Quentin Tarantino cites Bob and Carol and Ted and Alice as an inspiration for Once Upon A Time In Hollywood. It’s easy to see it’s then modern style, preserving a stylishly distressed but beautifully pristine version of the era his movie is set. Bob and Carol are the gracefully aging free spirits, with Bob’s carefully disheveled blonde hair betrayed by it’s rapid greying, and Carol the fashionable mom in bell bottoms, vests and babydoll nightwear. Ted and Alice, squares in almost every way compared to their hip contemporaries, are a sort of proto-yuppie before their time, transfixed by gazpacho and wearing full body pajamas and unnecessary robes. It’s equally lavish and realistic, not to the point of parody but authentic to the affluence that make their lives enviable to our modern eyes.

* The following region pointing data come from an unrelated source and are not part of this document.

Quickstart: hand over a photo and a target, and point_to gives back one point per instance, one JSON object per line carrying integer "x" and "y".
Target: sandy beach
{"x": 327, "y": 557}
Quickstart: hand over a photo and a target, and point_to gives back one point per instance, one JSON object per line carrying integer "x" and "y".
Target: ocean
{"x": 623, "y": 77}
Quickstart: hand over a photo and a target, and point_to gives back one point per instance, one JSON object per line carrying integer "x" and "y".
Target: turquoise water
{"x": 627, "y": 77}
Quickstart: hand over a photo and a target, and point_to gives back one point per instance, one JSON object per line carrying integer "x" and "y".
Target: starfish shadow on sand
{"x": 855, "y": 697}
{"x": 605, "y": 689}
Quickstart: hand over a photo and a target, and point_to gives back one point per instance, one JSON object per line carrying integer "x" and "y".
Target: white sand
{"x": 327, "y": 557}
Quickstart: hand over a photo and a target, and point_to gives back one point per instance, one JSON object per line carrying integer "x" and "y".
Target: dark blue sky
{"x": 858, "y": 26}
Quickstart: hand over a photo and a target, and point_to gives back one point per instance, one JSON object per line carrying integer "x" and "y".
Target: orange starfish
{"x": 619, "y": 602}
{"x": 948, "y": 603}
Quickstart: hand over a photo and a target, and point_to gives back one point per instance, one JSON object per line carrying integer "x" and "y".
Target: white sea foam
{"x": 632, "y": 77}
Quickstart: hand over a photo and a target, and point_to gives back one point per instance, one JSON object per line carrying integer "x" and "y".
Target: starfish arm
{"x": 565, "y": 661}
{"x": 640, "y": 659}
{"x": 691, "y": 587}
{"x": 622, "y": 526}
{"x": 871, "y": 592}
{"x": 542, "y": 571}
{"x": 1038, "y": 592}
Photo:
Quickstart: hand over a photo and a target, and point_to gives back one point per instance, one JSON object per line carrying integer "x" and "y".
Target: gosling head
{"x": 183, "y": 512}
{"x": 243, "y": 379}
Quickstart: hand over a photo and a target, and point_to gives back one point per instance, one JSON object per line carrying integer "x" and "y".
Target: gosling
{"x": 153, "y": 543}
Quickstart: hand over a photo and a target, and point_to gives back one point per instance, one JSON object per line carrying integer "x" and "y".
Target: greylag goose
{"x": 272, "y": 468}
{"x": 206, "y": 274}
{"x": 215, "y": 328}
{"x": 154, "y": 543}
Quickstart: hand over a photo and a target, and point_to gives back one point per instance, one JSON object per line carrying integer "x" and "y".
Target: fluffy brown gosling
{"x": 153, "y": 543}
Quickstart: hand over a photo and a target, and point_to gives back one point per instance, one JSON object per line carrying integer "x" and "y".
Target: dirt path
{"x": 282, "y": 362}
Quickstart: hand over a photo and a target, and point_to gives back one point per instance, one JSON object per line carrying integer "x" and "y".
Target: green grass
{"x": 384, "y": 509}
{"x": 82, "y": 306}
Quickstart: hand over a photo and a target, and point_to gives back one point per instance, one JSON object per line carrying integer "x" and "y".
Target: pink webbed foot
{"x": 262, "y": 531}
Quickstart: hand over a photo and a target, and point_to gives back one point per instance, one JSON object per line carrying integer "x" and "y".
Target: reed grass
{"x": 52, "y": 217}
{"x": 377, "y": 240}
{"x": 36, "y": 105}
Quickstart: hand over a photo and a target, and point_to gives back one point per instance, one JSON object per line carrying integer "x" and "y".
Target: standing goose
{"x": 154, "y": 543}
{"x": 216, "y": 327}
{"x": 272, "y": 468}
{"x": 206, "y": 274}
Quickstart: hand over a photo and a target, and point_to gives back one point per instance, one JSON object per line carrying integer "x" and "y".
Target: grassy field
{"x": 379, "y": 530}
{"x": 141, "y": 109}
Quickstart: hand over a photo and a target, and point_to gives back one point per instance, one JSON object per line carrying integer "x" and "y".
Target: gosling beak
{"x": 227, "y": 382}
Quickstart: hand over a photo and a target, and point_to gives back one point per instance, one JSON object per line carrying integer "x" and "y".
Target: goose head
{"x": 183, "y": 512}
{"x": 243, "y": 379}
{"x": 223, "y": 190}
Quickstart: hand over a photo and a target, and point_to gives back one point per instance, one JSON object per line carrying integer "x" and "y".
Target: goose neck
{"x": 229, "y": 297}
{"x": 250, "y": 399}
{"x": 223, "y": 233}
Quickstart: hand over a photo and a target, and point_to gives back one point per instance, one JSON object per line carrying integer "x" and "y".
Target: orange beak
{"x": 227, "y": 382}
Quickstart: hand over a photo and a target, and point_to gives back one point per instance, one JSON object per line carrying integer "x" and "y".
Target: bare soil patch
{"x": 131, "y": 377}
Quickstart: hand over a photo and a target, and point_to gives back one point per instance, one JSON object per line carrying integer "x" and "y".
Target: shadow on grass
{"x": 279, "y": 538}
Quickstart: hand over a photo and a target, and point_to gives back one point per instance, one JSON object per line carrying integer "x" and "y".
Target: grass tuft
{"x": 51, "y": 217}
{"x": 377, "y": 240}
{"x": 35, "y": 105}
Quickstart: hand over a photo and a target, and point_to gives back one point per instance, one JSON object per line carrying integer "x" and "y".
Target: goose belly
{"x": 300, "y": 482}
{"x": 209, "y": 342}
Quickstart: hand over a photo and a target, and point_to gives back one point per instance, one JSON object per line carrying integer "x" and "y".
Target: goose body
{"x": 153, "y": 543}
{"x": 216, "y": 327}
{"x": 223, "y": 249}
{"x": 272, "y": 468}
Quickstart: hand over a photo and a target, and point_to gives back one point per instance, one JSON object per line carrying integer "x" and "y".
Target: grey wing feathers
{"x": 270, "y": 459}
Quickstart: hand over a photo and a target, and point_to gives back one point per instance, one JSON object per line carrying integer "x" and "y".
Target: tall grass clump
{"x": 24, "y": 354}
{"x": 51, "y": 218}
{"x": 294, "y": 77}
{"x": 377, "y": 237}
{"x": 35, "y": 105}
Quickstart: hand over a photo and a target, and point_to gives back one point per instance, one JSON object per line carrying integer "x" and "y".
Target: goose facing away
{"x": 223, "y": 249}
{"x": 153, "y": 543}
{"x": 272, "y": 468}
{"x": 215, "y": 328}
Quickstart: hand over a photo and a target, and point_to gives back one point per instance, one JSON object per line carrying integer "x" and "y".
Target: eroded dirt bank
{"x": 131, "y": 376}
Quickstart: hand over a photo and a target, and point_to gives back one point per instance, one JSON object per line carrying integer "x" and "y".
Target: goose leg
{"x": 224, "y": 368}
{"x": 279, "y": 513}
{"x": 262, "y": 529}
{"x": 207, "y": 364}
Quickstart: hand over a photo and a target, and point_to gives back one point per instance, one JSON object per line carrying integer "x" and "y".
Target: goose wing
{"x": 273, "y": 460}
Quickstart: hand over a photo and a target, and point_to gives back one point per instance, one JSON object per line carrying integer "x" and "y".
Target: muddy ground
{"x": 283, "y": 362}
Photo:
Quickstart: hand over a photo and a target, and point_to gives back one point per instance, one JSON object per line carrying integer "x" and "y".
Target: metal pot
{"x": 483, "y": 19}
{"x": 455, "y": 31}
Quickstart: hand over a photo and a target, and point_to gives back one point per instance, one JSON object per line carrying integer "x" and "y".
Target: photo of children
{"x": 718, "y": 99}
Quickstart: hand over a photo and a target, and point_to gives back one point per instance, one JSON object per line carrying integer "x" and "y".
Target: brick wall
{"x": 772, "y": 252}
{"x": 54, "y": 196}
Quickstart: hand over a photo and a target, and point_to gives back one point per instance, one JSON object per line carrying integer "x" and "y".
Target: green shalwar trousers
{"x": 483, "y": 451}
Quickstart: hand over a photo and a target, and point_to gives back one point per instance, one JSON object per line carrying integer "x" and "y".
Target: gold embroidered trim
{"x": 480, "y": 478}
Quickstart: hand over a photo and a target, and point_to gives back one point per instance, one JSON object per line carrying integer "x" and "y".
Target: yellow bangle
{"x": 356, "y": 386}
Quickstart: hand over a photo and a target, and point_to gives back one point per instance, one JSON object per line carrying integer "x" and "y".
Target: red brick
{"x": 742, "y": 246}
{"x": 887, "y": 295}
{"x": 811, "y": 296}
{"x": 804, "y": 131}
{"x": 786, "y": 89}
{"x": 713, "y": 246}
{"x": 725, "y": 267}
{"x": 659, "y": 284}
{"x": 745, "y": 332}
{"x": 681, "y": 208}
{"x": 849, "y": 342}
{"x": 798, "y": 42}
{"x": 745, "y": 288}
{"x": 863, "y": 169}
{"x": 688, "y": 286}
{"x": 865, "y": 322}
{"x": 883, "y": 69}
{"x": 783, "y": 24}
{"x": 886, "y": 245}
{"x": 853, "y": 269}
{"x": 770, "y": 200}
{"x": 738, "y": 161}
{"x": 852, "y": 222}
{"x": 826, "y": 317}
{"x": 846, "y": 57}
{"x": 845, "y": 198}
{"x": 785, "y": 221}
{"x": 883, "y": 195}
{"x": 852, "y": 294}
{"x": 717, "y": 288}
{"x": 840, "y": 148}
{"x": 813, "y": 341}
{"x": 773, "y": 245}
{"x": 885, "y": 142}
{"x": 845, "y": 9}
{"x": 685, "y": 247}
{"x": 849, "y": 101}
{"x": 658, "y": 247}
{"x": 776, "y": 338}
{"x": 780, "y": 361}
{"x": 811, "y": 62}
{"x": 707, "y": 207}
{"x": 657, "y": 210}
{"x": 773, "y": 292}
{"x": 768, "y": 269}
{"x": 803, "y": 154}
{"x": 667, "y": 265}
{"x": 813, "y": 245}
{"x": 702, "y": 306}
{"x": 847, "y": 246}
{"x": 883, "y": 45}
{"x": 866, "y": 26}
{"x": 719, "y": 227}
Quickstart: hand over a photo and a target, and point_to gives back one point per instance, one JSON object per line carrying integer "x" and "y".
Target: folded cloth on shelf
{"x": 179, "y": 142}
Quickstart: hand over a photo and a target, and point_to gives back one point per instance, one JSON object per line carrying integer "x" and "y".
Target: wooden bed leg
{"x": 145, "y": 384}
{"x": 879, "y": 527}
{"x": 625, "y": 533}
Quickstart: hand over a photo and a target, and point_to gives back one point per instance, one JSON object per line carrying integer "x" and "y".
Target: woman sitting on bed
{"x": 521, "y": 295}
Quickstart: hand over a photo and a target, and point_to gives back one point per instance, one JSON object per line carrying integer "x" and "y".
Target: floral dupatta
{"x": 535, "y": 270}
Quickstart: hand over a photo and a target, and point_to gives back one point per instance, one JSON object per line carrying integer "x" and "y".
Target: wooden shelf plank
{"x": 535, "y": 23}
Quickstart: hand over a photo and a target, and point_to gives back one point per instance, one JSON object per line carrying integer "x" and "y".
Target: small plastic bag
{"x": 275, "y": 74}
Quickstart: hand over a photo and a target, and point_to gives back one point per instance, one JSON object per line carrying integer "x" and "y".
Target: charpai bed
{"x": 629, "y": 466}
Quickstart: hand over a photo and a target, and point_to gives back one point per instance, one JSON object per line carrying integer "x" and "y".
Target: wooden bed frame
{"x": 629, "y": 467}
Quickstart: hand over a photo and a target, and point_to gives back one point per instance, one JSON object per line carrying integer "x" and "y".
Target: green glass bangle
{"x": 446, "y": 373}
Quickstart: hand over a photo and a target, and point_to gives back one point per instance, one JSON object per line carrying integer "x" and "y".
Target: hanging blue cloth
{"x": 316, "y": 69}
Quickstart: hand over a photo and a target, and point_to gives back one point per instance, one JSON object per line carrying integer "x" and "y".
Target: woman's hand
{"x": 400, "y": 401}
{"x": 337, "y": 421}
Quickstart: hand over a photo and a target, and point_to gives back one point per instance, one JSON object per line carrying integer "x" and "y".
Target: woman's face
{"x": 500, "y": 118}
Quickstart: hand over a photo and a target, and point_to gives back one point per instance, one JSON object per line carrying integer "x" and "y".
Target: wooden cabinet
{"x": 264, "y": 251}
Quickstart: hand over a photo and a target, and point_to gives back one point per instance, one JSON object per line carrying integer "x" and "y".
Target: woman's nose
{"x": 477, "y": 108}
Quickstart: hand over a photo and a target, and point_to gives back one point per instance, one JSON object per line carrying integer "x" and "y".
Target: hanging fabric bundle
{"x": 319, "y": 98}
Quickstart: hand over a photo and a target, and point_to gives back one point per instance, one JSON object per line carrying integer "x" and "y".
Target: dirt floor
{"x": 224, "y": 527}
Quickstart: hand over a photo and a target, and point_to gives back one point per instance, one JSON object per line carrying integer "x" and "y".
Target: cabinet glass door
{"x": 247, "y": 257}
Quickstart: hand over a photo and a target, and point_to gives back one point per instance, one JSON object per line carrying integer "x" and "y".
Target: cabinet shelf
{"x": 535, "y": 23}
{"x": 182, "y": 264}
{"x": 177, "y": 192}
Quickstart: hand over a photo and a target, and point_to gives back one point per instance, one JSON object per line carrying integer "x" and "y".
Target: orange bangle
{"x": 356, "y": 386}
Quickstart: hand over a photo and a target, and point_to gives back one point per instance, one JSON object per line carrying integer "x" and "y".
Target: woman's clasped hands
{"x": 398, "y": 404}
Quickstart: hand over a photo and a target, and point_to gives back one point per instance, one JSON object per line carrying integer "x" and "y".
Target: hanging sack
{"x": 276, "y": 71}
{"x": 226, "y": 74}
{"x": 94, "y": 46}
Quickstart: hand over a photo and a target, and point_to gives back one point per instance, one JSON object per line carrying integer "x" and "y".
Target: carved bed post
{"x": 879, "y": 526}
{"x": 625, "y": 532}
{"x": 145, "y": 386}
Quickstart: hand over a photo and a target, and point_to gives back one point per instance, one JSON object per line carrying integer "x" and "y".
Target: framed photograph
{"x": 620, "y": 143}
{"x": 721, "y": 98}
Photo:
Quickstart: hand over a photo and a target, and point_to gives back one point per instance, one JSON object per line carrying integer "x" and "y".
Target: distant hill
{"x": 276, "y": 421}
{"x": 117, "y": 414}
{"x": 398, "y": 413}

But looking at Tarantino’s body of work, Bob and Carol and Ted and Alice’s central conflict, of the tension of change, has always been in his work. In Pulp Fiction, the change that Vincent represents to Mia or Butch’s plans against Marcellus; in Kill Bill, The Bride’s pursuit of a new life away from Bill. Reservoir Dogs and Jackie Brown are conflicts of change based on power and truth, and Inglourious Basterds and The Hateful Eight are about the changes we can’t anticipate. How the film truly influences Once Upon A Time In Hollywood remains to be seen, but so long as someone in a QT movie wants to find a new life, or a new way of living their current one, Bob and Carol and Ted and Alice will have a place in his works.
The final shots of Bob and Carol and Ted and Alice replay a version of the activity Bob and Carol first partook in at their getaway - sharply dressed after their intentions were laid bare, the titular pairs lead a march through a Las Vegas casino, out to the driveway, and wander through a loose mob amongst their parade participants. They pause and look into the eyes of these strangers, lavishly dressed and representing many of the parts of the great American melting pot - Native Americans dressed in ceremonial outfits, immigrants in their native clothes, nuns, priests, rabbis, monks of all varieties; the rich, the poor, all equal in their pursuit of honesty. This gathering of unexpected fellows parts and we are left with Bob and Carol, and Ted and Alice, and a question we can ask ourselves as they walk into the night - was their journey an indictment of these radical self discoveries of those looking inward, or was it an indictment of the square culture those radical’s bristled against?